5. Mme C...déclare être entrée en juillet 2016 en France avec son époux et ses trois enfants mineurs. Il ressort des pièces du dossier que son mari de même nationalité fait l'objet d'une mesure d'éloignement datée du même jour. La scolarisation de ses deux enfants ainés, nés en 2003 et 2004, dans un collège et du troisième en classe de maternelle ne fait pas obstacle à ce que la famille se reconstitue dans son pays d'origine et que les enfants poursuivent leur scolarité en Albanie. Les dispositions précitées ne consacrent pas un droit aux étrangers de choisir librement le pays où établir leur vie familiale. La requérante n'est pas dépourvue d'attache en Albanie où elle a vécu selon ses propres dires jusqu'à l'âge de 38 ans. Dans ces conditions, et alors même que la requérante ferait des efforts d'intégration en France en suivant des cours de français, Mme C...n'établit pas avoir fixé en France le centre de ses intérêts privés et familiaux. Par suite, le préfet n'a pas porté une atteinte disproportionnée au droit de Mme C... au respect de sa vie privée et familiale. Ainsi, c'est à bon droit que le premier juge a estimé que la mesure d'éloignement en litige ne méconnaissait pas les stipulations de l'article 8 de la convention européenne de sauvegarde des droits de l'homme et des libertés fondamentales. Pour les mêmes motifs, le préfet n'a pas entaché la décision en litige d'erreur manifeste dans l'appréciation de sa situation personnelle.
En ce qui concerne le pays de destination :
6. Aux termes de l'article 3 de la convention européenne de sauvegarde des droits de l'homme et des libertés fondamentales : " Nul ne peut être soumis à la torture ni à des peines ou traitements inhumains ou dégradants ". Ces dispositions font obstacle à ce que puisse être légalement désigné comme pays de destination d'un étranger faisant l'objet d'une mesure d'éloignement, un Etat pour lequel il existe des motifs sérieux et avérés de croire que l'intéressé s'y trouverait exposé à un risque réel pour sa personne, soit du fait des autorités de cet Etat, soit même du fait de personnes ou groupes de personnes ne relevant pas des autorités publiques, dès lors que, dans ce dernier cas, les autorités de l'Etat de destination ne sont pas en mesure de parer à un tel risque par une protection appropriée.
7. La requérante, dont la demande d'asile a d'ailleurs été rejetée par décision de l'OFPRA confirmée par la Cour nationale du droit d'asile, se borne à invoquer les risques encourus par son mari en cas de retour en Albanie et ne fait valoir aucun élément de nature à établir qu'elle serait exposée personnellement à des traitements inhumains ou dégradants en cas de retour dans son pays d'origine.
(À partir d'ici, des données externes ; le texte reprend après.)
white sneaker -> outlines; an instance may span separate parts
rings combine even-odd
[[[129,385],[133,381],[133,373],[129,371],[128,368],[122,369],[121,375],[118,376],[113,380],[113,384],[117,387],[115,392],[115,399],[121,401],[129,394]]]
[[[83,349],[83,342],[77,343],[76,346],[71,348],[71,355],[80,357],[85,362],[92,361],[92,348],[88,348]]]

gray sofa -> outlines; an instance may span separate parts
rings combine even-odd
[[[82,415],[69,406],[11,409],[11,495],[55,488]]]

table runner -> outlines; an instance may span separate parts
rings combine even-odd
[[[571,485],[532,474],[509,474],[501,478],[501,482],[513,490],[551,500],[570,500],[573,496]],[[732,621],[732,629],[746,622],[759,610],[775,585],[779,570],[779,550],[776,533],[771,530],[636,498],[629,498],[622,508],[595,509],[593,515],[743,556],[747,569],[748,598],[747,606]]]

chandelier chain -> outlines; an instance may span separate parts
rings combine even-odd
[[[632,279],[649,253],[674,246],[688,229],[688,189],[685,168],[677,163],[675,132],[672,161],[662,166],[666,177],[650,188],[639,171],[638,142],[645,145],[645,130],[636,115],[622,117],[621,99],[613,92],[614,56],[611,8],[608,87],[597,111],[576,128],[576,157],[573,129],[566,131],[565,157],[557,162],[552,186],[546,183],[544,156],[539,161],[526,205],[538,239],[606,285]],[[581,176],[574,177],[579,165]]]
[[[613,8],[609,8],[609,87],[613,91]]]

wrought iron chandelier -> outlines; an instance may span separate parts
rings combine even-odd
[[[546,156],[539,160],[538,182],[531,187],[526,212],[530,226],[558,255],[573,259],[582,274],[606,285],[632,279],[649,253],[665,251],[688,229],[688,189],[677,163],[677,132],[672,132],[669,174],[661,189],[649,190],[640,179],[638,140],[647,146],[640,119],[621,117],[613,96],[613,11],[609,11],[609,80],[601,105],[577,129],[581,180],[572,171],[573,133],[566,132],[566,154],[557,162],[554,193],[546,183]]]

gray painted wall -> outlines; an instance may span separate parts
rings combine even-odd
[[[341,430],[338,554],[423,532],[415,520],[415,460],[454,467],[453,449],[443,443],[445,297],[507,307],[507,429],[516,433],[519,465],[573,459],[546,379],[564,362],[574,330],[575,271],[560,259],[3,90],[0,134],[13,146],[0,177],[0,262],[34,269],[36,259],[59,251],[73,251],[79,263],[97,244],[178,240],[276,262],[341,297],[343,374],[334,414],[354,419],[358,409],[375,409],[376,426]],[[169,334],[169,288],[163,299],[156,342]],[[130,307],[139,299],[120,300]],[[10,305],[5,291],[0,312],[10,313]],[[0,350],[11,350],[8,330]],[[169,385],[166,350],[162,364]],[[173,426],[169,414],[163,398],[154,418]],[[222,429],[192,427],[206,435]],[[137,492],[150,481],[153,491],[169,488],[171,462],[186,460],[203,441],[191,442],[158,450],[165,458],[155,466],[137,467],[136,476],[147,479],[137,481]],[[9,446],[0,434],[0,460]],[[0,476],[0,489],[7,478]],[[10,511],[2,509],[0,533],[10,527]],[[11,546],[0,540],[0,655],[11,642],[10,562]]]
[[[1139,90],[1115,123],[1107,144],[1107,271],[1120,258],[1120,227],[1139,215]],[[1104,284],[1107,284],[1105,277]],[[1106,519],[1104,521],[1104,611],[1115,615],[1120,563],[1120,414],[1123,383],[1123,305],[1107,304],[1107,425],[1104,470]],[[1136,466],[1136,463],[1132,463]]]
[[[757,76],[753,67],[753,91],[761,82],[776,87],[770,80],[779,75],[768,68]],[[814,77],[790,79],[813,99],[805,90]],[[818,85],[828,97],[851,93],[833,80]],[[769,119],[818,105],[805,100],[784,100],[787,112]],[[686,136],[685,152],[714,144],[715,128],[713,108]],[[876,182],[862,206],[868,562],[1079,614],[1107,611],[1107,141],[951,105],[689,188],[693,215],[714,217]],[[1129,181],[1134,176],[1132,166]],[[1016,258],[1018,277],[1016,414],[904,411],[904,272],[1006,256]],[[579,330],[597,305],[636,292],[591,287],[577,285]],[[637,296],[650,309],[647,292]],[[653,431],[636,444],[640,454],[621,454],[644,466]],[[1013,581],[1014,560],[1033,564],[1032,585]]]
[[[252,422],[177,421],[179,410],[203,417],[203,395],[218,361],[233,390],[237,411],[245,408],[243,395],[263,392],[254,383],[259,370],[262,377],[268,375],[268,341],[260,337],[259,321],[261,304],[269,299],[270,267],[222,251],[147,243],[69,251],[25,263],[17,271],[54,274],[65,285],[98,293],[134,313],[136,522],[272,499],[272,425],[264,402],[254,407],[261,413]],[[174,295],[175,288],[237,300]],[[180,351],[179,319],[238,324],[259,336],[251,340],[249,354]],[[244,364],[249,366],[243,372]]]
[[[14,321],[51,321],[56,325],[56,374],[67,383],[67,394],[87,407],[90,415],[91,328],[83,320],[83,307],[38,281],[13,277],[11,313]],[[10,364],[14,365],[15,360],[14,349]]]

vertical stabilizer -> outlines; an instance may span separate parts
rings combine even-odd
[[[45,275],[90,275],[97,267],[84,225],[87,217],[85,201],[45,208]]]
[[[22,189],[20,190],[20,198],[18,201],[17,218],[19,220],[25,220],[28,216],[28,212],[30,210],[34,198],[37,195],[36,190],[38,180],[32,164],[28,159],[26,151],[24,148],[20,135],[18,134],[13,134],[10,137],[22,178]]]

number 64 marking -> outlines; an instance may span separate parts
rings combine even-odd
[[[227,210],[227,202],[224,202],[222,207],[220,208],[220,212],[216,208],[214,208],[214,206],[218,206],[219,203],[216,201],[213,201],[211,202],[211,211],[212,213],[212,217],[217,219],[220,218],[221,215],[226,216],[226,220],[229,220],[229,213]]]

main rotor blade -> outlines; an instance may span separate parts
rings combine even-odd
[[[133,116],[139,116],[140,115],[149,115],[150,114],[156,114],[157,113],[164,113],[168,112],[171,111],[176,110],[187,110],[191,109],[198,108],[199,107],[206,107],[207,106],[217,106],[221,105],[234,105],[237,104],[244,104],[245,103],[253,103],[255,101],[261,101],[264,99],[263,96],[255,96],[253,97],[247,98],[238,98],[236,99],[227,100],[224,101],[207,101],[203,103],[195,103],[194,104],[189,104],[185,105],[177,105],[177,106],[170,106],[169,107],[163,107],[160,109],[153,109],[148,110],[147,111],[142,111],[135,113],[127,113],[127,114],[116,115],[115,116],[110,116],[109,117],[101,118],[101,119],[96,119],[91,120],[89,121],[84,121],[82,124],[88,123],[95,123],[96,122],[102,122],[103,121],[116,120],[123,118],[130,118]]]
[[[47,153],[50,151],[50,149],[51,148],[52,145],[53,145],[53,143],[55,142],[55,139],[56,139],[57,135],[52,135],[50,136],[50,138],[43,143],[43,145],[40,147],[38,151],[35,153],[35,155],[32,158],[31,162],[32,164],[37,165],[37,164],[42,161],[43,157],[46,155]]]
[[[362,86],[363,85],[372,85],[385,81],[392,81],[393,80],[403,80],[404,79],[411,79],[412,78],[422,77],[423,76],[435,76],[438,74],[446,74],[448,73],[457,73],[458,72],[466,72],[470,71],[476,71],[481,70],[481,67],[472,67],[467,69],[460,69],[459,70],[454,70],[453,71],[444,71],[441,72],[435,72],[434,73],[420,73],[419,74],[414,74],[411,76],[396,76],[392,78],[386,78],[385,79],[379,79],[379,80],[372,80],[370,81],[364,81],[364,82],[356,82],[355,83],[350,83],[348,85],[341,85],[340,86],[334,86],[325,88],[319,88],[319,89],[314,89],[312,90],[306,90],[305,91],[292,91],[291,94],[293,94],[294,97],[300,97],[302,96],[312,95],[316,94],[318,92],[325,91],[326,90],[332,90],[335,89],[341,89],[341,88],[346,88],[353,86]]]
Le pourvoi en cassation devant le Conseil d'État qui serait déposé par Mme C...à l'encontre de cette décision de la CNDA n'a pas d'effet suspensif. La légalité d'une décision administrative s'appréciant à la date à laquelle elle a été prise, le préfet a pu à bon droit estimer qu'il n'existait pas, à la date de la décision en litige, des motifs sérieux et avérés de croire que l'intéressée se trouverait exposée à un risque réel pour sa personne en cas de retour en Albanie. Par suite, en désignant l'Albanie ou tout autre pays pour lequel elle établit être légalement admissible comme pays de destination de la mesure d'éloignement, le préfet du Gard, qui ne s'est pas cru à tort lié par les décisions de l'OFPRA et de la CNDA, n'a ainsi pas méconnu les stipulations de l'article 3 de la convention européenne de sauvegarde des droits de l'homme et des libertés fondamentales.
8. Il résulte de ce qui précède que Mme C... n'est pas fondée à soutenir que c'est à tort que, par le jugement attaqué, le premier juge a rejeté sa demande. Par voie de conséquence, ses conclusions aux fins d'injonction et celles tendant à ce qu'une somme soit mise à la charge de l'Etat sur le fondement de l'article L. 761-1 du code de justice administrative et de l'article 37 de la loi du 10 juillet doivent être rejetées.
D É C I D E :
Article 1er : La requête de Mme C... est rejetée.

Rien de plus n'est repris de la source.